Specific examples of the multi-seat ligand include 3-butylpropionic acid, butylacetic acid, 2-aminoethanol, 2-aminoethanethiol, 2-butylethanol, glycolic acid, ethylene glycol, ethylenediamine, aminosulfonic acid, glycine, aminomethylphosphonic acid, guanidine, diethylenetriamine, tris(2-aminoethyl)amine, 4-butylbutyric acid, 3-aminopropanol, 3-butylpropanol, N-(3-aminopropyl)-1,3-propanediamine, 3-(bis(3-aminopropyl)amino)propan-1-ol, 1-thioglycerol, dithioglycerol, 1-butyl-2-butanol, 1-butyl-2-pentanol, 3-butyl-1-propanol, 2,3-dibutyl-1-propanol, diethanolamine, 2-(2-aminoethyl)aminoethanol, dimethylenetriamine, Amine, 1,1-oxobismethylamine, 1,1-thiobismethylamine, 2-[(2-aminoethyl)amino]ethanethiol, bis(2-hydroxyethyl)amine, 2-aminoethane-1-thiol, 1-amino-2-butanol, 1-amino-2-pentanol, L-cysteine, D-cysteine, 3-amino-1-propanol, L-homoserine, D-homoserine Amino acid, aminohydroxyacetic acid, L-lactic acid, D-lactic acid, L-malic acid, D-malic acid, glyceric acid, 2-hydroxybutyric acid, L-tartaric acid, D-tartaric acid, hydroxymalonic acid, 1,2-benzenedithiol, 1,3-benzenedithiol, 1,4-benzenedithiol, 2-butylbenzoic acid, 3-butylbenzoic acid, 4-butylbenzoic acid and their derivatives.
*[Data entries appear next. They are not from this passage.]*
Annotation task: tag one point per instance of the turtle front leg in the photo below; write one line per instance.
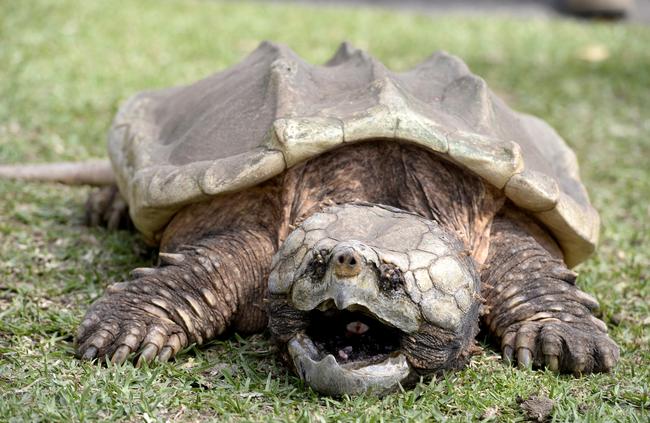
(195, 294)
(534, 307)
(106, 207)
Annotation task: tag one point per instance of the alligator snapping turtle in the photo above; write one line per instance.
(370, 218)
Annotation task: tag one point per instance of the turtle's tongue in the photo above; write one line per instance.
(352, 336)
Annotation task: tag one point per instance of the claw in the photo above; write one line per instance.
(141, 272)
(90, 353)
(171, 258)
(524, 357)
(148, 353)
(552, 362)
(508, 354)
(165, 354)
(120, 355)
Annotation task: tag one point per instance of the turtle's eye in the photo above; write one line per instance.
(390, 277)
(318, 263)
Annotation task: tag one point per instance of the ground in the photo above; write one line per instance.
(66, 65)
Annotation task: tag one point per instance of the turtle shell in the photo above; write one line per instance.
(246, 124)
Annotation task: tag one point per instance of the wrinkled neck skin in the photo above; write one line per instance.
(375, 283)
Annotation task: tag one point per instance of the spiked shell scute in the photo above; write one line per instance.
(249, 123)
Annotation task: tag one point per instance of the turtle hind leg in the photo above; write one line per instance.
(195, 294)
(534, 307)
(106, 207)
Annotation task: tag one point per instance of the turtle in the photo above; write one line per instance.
(370, 221)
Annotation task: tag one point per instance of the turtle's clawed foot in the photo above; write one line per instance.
(120, 327)
(106, 207)
(579, 347)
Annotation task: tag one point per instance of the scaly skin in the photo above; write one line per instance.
(227, 245)
(534, 307)
(195, 294)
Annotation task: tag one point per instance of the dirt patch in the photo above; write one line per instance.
(537, 408)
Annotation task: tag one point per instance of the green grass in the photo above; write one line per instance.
(65, 66)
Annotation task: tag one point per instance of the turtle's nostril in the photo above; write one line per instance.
(347, 263)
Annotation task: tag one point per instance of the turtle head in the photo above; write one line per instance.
(364, 298)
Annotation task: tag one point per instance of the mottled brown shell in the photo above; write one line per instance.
(246, 124)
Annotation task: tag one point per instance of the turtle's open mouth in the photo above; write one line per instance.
(348, 351)
(352, 336)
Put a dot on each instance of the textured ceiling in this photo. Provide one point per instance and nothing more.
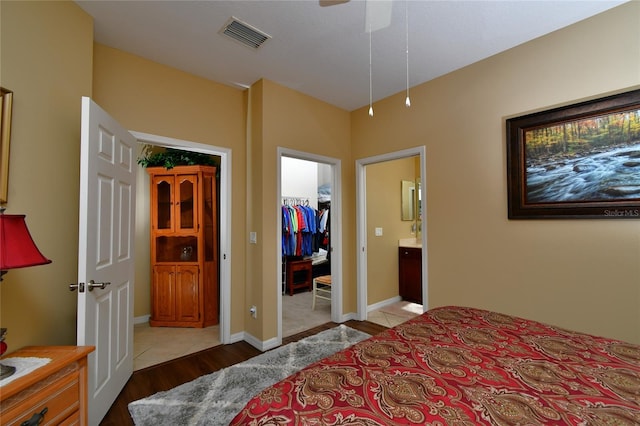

The solvent contained in the ligand solution is preferably appropriately selected according to the type of ligand contained in each ligand solution, and a solvent that can easily dissolve each ligand is preferred. In addition, the solvent contained in the ligand solution is preferably an organic solvent with a high dielectric constant. As specific examples, ethanol, acetone, methanol, acetonitrile, dimethylformamide, dimethyl sulfoxide, butanol, propanol, etc. can be cited. In addition, the solvent contained in the ligand solution is preferably a solvent that is not easy to remain in the formed semiconductor film. From the perspective of easy drying and easy removal by washing, low-boiling alcohols or ketones, nitriles are preferred, and methanol, ethanol, acetone or acetonitrile is more preferred. It is preferred that the solvent contained in the ligand solution is not mixed with the solvent contained in the semiconductor quantum dot dispersion. As a preferred combination of solvents, when the solvent contained in the semiconductor quantum dot dispersion is an alkane such as hexane or octane, it is preferred that the solvent contained in the ligand solution is a polar solvent such as methanol or acetone.

The method of imparting a ligand solution to a film of PbS quantum dot aggregates is the same as the method of imparting a PbS quantum dot dispersion to a substrate, and the preferred method is also the same.

In the semiconductor film manufacturing method of the present invention, the PbS quantum dot cluster formation step and the ligand replacement step can be repeated multiple times alternately. That is, the operation of forming the PbS quantum dot cluster and replacing the ligand as one cycle can be repeated multiple times.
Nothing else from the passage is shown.